Burundi has three official languages: Kirundi, French, and English, where English became the third official language of the country in 2014. Of these, only Kirundi is spoken by the vast majority of the population. It is recognised as the national language by the Burundian constitution of 2005.

Burundi is unusual among African states in having a single indigenous language shared by its entire population. In one estimate, 98 percent of Burundians speak Kirundi. Under Belgian colonial rule (1919–62), Kirundi was taught, whereas under German rule (1894–1916), Swahili had been encouraged. In recent years, the Burundian government has promoted the use of the Kirundi language as a way to unify the country's different ethnic groups.
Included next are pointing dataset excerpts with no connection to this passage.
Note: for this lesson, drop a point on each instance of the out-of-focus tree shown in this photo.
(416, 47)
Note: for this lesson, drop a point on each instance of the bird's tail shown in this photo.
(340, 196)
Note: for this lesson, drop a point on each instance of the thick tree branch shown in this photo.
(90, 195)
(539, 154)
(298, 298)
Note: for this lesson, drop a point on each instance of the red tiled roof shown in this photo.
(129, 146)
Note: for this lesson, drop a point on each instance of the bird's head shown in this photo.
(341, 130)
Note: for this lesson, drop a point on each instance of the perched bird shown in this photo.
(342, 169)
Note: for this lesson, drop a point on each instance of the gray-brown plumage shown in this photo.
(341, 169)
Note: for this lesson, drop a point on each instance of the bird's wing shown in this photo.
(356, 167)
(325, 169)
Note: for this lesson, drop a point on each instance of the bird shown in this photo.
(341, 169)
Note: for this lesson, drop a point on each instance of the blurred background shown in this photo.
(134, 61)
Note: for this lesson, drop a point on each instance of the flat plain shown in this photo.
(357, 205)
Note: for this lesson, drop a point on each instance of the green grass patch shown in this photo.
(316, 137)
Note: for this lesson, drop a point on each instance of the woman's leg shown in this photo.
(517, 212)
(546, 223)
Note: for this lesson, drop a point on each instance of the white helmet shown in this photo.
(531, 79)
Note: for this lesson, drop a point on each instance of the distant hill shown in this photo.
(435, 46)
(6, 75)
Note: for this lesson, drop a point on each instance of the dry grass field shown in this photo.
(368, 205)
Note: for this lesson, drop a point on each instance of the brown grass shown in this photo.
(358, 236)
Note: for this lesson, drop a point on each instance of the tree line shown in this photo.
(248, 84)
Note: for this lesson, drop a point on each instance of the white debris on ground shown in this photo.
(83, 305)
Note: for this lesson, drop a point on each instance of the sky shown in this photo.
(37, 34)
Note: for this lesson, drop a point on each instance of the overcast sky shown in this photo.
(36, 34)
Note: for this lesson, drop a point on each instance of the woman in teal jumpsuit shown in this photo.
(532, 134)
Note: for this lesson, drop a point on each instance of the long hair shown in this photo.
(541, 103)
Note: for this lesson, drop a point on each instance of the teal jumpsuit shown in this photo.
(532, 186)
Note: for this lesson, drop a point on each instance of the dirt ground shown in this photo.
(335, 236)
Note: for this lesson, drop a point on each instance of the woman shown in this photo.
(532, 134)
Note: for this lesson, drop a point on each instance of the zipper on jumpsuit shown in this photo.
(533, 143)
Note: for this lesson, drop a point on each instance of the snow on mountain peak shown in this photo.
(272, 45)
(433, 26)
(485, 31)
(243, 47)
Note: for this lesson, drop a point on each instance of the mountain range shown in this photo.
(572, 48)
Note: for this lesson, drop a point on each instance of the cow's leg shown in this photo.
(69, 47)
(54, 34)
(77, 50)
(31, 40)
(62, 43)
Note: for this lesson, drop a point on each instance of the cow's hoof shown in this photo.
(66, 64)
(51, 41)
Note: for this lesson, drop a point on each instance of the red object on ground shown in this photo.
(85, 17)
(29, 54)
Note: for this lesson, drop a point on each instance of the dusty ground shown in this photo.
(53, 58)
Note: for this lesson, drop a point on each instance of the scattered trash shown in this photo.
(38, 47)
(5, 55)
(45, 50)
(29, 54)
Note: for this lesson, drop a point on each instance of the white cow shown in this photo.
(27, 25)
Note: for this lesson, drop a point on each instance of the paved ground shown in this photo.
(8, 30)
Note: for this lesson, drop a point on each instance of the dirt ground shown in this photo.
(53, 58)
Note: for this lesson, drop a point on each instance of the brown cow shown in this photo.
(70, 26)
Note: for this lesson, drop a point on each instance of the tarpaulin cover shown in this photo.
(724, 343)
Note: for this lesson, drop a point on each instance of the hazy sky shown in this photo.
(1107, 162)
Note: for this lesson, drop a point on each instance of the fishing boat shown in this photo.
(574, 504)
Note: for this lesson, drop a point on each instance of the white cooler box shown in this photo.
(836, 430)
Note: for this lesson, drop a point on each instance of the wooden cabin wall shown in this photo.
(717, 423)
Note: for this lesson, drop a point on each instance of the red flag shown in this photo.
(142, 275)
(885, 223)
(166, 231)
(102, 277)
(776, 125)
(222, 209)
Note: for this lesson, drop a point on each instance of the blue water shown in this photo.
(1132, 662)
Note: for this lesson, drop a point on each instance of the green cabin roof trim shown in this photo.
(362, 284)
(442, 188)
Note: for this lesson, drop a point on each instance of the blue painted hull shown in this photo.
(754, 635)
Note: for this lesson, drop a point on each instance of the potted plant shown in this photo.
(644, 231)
The country is considered part of Francophonie. As a legacy of Belgian colonial rule, French has an important role in government, business, and the educated classes but only between 3 and 10 percent of the population speak the language fluently. Burundian vernacular French also frequently incorporates loanwords from Kirundi, Lingala and other languages. French is spoken by a significant minority and is spoken mainly as a second language, as a French pidgin, or by foreign residents of the country. English was adopted as part of moves towards regional integration with the East African Community after 2007 but has little effective presence in the country.

Spoken languages in Burundi include Swahili which is widely spoken in the Great Lakes region. It is especially used in commerce and in connection with the country's Muslim minority or with immigration from elsewhere in East Africa.